Una puerta se abrió, y Davis fijó su atención en la parte frontal de la tienda y en la mujer que acababa de salir. La observó mientras caminaba hacia él. Tenía el cabello negro, largo hasta los hombros, recogido detrás de las orejas para lucir unos pequeños zarcillos de plata. Llevaba una desgastada camiseta roja y pantalones vaqueros, zapatillas de tenis y una cazadora azul que revoloteaba al viento como un par de alas.

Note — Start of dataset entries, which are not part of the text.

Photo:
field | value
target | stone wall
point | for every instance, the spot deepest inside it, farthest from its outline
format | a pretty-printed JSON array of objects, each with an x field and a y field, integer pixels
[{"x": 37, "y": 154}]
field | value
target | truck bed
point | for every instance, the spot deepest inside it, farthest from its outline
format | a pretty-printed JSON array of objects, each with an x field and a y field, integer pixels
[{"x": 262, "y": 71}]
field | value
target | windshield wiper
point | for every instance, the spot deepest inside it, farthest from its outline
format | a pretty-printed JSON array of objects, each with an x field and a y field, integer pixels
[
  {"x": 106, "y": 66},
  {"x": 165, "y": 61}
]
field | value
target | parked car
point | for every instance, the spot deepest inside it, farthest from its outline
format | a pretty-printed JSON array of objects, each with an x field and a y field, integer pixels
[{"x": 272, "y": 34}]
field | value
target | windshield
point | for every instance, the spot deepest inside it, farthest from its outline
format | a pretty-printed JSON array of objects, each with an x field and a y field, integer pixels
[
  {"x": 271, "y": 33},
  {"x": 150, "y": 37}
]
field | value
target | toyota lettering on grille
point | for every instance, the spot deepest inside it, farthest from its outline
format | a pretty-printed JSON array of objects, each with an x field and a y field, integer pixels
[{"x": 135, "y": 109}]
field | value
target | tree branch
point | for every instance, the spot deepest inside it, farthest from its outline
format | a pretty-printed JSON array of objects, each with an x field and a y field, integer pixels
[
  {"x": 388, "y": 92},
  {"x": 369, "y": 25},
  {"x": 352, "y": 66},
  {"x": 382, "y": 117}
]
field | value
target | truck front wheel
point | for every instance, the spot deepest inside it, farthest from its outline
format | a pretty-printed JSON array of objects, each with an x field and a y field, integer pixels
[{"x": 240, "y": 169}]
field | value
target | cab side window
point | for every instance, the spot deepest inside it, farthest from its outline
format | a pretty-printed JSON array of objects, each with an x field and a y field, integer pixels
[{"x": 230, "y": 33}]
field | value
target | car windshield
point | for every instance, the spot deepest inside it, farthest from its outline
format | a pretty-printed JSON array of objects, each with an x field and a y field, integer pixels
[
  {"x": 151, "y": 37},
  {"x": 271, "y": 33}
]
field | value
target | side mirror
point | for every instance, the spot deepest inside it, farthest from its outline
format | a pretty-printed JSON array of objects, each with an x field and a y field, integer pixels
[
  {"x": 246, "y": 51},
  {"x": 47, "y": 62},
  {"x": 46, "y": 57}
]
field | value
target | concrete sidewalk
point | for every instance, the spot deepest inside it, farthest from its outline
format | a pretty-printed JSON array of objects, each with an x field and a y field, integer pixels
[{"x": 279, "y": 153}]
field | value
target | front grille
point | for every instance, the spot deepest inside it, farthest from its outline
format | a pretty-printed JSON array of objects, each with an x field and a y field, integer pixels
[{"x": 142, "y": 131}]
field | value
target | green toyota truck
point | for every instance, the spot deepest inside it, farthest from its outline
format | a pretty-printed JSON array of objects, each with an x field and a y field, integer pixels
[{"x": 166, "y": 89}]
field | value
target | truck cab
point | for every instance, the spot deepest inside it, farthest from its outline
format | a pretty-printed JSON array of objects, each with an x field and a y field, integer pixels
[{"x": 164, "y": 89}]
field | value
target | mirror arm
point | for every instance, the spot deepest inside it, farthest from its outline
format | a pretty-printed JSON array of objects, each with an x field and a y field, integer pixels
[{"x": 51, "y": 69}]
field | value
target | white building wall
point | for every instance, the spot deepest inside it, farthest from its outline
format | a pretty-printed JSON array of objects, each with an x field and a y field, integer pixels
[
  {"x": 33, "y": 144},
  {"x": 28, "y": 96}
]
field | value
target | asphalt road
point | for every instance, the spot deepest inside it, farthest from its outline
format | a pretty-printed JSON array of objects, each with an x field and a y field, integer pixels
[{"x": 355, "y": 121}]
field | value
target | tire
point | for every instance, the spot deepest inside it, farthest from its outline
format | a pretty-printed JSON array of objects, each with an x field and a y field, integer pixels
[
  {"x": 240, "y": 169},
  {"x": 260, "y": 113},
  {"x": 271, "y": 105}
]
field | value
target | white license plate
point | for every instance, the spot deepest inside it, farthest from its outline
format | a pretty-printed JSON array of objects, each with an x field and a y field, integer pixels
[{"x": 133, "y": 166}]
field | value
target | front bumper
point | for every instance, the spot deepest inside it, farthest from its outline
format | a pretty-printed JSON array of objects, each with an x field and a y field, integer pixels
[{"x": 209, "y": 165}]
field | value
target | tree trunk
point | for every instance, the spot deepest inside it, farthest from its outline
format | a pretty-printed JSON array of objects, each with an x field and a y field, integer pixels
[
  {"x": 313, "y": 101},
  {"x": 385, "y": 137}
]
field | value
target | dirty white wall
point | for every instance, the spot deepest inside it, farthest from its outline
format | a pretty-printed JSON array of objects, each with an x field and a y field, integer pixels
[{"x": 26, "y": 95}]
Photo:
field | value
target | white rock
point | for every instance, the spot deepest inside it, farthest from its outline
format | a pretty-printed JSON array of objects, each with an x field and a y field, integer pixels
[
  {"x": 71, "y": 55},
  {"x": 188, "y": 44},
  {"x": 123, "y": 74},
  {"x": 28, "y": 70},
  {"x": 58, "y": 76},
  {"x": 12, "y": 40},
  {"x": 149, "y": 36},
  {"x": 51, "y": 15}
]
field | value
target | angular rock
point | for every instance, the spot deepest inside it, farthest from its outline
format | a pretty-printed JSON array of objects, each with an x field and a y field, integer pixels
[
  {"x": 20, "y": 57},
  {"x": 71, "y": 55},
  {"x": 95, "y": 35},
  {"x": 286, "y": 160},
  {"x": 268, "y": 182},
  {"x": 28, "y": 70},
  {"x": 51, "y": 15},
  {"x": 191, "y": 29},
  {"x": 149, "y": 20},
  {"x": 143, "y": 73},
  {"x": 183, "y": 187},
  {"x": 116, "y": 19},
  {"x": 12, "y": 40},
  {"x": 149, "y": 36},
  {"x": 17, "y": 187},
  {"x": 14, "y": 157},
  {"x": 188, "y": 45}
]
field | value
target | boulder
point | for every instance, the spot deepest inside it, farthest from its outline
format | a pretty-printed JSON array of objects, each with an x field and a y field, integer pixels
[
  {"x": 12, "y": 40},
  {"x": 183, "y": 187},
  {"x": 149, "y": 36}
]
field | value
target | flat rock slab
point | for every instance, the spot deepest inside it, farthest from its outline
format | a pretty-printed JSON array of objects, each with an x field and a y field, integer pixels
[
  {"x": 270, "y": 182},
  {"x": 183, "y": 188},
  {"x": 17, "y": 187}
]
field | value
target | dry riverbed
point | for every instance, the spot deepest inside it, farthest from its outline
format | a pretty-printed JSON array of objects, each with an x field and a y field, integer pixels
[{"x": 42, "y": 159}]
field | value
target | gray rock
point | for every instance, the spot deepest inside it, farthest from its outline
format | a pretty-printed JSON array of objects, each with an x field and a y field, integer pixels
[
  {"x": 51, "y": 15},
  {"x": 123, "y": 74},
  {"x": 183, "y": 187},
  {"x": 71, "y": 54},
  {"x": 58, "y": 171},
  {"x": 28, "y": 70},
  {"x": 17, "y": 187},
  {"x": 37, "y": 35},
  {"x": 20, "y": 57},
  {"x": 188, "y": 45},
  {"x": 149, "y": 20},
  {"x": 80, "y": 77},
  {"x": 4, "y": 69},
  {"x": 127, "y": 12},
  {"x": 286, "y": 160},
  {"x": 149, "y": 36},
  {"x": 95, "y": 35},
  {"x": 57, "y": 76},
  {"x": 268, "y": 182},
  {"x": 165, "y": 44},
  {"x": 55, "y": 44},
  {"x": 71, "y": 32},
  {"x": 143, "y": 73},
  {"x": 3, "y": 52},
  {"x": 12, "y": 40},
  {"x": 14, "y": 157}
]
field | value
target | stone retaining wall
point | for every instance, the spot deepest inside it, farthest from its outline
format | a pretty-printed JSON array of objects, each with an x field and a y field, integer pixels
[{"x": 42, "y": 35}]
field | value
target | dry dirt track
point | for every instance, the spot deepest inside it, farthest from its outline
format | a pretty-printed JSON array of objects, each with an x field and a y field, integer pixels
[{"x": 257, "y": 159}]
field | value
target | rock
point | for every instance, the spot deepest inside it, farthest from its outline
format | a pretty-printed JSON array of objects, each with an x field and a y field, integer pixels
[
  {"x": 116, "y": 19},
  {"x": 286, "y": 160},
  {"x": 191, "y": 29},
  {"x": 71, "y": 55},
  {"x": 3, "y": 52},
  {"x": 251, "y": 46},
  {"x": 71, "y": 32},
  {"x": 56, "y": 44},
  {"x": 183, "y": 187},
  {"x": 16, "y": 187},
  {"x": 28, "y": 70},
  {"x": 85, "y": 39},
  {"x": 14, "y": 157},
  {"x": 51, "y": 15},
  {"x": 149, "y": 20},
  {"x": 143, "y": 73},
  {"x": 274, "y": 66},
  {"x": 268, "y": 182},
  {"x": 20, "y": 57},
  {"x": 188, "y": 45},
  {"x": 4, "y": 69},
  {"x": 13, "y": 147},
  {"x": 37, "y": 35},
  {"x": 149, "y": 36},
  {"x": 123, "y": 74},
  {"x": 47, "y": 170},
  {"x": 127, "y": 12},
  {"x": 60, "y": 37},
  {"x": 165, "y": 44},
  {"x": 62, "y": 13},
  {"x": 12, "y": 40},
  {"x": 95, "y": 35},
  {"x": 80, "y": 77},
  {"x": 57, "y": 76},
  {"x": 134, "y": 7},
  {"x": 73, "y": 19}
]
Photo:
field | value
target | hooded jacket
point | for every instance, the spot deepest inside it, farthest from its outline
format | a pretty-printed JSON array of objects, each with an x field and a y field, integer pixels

Más alta de lo que parecía desde lejos, vio que le llegaba por la barbilla cuando se detuvo delante de él.

–Hola –dijo, dirigiéndole una cálida sonrisa que disipó parte del frío de la tarde.

–Hola –respondió Davis al tiempo que contemplaba los ojos más verdes que había visto jamás. De acuerdo, ignoraba si Marie Santini sabría mucho de automóviles. Pero contratar a aquella mujer para que diera la bienvenida a los clientes era, sin duda, todo un acierto por su parte. No era exactamente guapa, pero tenía esa clase de rostro que uno siempre miraba dos veces. No se trataba de algo meramente físico, sino de cierto brillo especial que emitían sus ojos. Un brillo… vivo.

–¿Puedo ayudarlo? –preguntó Marie al cabo de algunos segundos.

Davis parpadeó y recordó a qué había ido allí. A averiguar si el «mecánico milagroso» del que le habían hablado los muchachos era apto para trabajar en su automóvil. Y para ello tendría que conocer a Marie Santini. Siempre podía intimar con el comité de bienvenida más tarde.

–No lo creo –dijo–. Quisiera ver a Marie Santini.

Ella exhaló una bocanada de aliento que agitó unos cuantos mechones de su cabello negro. Luego respondió:

–La tiene delante.

Imposible.

–¿Usted? –inquirió Davis, recorriéndola de arriba abajo con la mirada y apreciando su constitución esbelta–. ¿Usted es mecánico?

Marie se retiró el cabello de la cara cuando el viento se lo echó sobre los ojos.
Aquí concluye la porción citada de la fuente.